「どうする河野太郎」出馬めぐり麻生、菅の板挟み 若手台頭で「最後のチャンス」との見方も
9月の自民総裁選への出馬を目指す河野太郎デジタル担当相(61)に対し、永田町で「挑戦権喪失」の危機がささやかれている。所属派閥領袖の麻生太郎副総裁が、岸田文雄首相(総裁)の再選を支持する立場から河野氏の出馬を認めない公算が大きく、その場合、「断念か派閥離脱による出馬か」(周辺)の厳しい選択を迫られるからだ。
河野氏は2021年の前回総裁選の決選投票で岸田首相に惜敗したことで、捲土重来を期す。同氏は2009年総裁選にも出馬しており、今回は「まさに『3度目の正直』を狙っての出馬」(同)ともなる。しかも、父・洋平氏(元自民総裁・元衆院議長)、祖父・一郎氏(元副総理・五輪担当相=故人)がいずれも、「あと一歩で総理総裁を逃す」という悲運の名門・河野家の3代目だけに、「悲願達成へ意欲満々」(同)なのは当然でもある。
初当選時から「総理総裁を目指す」と公言し、46歳で総裁選に出馬した河野氏。ただ、父・洋平氏が宏池会(宮沢派=当時)を離脱して結成した河野グループを受け継いだ麻生氏は総理・総裁の座を射止め、現在も「キングメーカー」として君臨しているため、河野氏も「麻生氏の後ろ盾がないと勝負できない」(側近)との見方が多い。
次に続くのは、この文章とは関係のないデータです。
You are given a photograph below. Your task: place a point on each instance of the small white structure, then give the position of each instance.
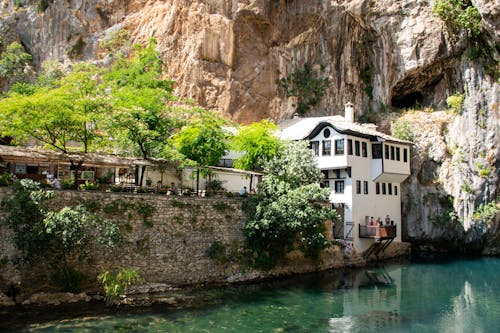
(364, 169)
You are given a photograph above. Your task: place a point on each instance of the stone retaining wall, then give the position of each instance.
(168, 247)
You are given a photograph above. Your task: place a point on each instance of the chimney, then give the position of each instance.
(349, 112)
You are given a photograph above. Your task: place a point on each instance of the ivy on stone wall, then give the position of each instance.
(60, 238)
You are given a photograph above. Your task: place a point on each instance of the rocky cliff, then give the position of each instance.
(228, 54)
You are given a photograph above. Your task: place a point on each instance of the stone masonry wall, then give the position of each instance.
(169, 247)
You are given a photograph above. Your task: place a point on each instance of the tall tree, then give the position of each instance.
(290, 210)
(140, 119)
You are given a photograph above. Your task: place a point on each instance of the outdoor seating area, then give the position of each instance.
(377, 231)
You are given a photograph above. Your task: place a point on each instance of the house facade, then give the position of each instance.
(363, 168)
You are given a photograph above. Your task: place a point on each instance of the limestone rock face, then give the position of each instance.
(227, 54)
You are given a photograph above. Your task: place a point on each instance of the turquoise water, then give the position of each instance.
(449, 296)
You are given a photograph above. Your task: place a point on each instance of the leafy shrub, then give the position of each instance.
(459, 15)
(306, 85)
(5, 179)
(116, 282)
(402, 130)
(115, 40)
(217, 251)
(67, 184)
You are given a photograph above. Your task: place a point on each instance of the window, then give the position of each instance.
(314, 145)
(339, 147)
(327, 148)
(376, 151)
(339, 186)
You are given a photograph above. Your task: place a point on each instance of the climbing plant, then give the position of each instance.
(61, 238)
(116, 282)
(306, 85)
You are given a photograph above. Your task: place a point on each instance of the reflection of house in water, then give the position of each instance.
(372, 304)
(364, 169)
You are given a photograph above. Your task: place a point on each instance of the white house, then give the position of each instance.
(364, 169)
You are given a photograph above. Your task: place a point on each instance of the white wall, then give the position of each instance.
(333, 160)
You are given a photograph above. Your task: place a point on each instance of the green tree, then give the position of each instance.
(306, 85)
(459, 15)
(257, 143)
(290, 211)
(13, 64)
(54, 236)
(116, 282)
(202, 142)
(140, 118)
(58, 117)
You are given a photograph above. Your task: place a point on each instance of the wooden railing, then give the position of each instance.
(384, 232)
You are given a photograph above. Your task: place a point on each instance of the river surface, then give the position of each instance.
(446, 296)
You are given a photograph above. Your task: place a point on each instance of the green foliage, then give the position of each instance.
(203, 140)
(290, 212)
(306, 85)
(217, 252)
(140, 119)
(89, 186)
(57, 117)
(145, 210)
(257, 142)
(459, 15)
(115, 40)
(402, 130)
(486, 213)
(484, 170)
(76, 50)
(455, 102)
(466, 187)
(13, 62)
(116, 282)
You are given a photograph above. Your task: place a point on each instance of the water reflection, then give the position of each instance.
(454, 296)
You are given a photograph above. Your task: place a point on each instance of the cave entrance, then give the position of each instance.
(408, 100)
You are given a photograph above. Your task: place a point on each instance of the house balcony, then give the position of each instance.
(377, 232)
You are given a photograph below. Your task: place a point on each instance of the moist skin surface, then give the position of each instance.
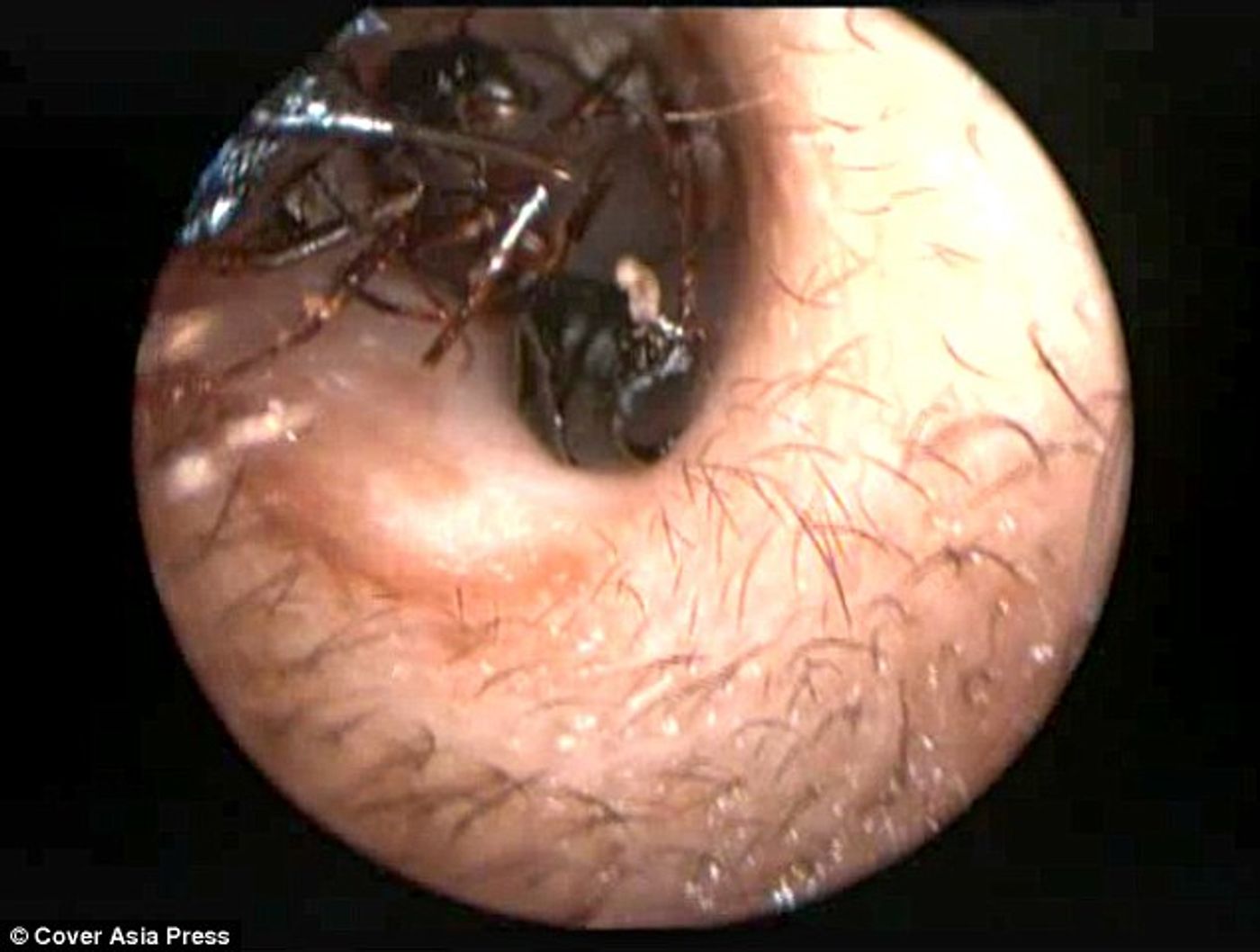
(734, 681)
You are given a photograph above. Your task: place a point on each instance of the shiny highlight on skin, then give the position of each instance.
(726, 684)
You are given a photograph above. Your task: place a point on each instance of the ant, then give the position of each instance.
(435, 139)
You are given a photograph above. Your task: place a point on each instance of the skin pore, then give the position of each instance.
(731, 681)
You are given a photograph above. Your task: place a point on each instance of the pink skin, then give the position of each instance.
(731, 683)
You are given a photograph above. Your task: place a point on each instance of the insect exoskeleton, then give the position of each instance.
(538, 183)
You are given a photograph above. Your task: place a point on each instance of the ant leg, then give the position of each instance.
(319, 311)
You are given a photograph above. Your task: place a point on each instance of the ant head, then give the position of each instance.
(459, 82)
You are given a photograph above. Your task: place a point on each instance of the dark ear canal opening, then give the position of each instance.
(514, 166)
(626, 368)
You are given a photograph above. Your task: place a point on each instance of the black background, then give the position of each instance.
(1130, 820)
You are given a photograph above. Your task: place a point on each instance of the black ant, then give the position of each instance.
(435, 138)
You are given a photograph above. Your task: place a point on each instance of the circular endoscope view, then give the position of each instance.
(632, 467)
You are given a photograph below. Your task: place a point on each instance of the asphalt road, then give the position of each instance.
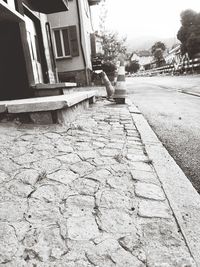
(174, 116)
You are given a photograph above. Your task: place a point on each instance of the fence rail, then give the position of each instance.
(186, 66)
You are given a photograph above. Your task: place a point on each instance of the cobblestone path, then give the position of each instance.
(84, 195)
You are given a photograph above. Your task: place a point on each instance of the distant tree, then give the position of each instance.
(113, 45)
(157, 51)
(189, 33)
(132, 66)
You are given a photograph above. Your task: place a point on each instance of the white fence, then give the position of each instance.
(192, 65)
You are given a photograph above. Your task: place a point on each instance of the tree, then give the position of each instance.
(189, 33)
(157, 51)
(132, 66)
(112, 44)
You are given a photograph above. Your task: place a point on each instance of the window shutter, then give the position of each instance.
(73, 41)
(93, 44)
(58, 43)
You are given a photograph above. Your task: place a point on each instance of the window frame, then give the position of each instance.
(62, 42)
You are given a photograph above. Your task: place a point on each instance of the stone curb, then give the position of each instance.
(190, 93)
(182, 196)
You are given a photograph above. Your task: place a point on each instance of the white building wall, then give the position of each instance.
(69, 18)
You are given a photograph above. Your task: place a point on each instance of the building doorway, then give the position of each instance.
(13, 79)
(33, 43)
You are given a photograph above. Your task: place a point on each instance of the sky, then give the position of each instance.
(138, 18)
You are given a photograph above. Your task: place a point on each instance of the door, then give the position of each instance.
(34, 50)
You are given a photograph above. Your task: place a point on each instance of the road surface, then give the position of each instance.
(174, 116)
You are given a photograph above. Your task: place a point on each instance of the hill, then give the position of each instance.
(145, 43)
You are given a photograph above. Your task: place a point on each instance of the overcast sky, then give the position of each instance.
(160, 18)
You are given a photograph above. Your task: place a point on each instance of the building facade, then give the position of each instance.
(72, 33)
(26, 52)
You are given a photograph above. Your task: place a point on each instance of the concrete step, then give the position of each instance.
(49, 103)
(41, 89)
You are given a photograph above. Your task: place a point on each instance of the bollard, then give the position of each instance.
(120, 89)
(109, 88)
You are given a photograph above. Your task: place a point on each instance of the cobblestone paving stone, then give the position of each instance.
(84, 195)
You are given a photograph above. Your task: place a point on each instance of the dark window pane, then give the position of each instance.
(37, 49)
(73, 41)
(58, 43)
(66, 42)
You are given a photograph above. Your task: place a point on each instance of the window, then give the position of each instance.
(66, 42)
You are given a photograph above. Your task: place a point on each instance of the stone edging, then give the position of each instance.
(183, 198)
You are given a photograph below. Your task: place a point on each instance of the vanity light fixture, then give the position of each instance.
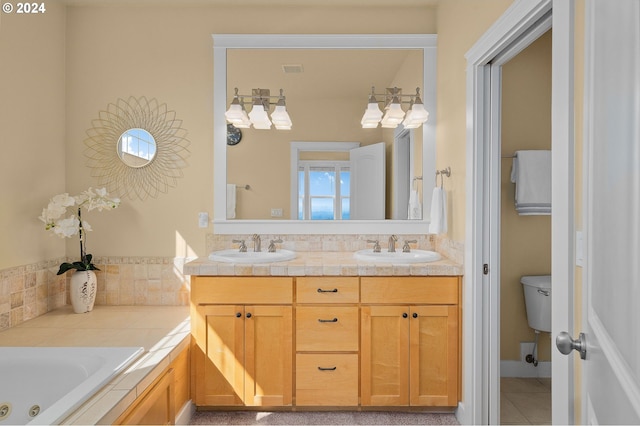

その一方で、河野氏の「実質的後見人」とされるのは菅義偉前首相。無派閥議員による菅グループは今も党内影響力を維持しており、ここにきて、党内の“岸田降ろし”の旗振り役として活発に動く菅氏にとって、「河野氏は小泉氏と並ぶ重要な手札」(菅氏側近)とされる。ただ、菅氏は麻生氏との「激しいキングメーカー争い」を展開しているため、河野氏は「どちらに支援を頼むかで悩んでいる」(周辺)のが実態とみられる。
親分・麻生氏に頭下げ、「脱原発」も軌道修正
そうした中、河野氏が8月9日夜、都内の日本料理屋で麻生氏と会食したことが注目された。関係者によると、この会食で河野氏は、改めて総裁選出馬の意欲を伝え、みずからが掲げる政策などを説明したとされる。両氏の会食は6月以来で、「麻生氏は明確な意思表示はせずに、河野氏の言い分を黙って聞いていた」(周辺)という。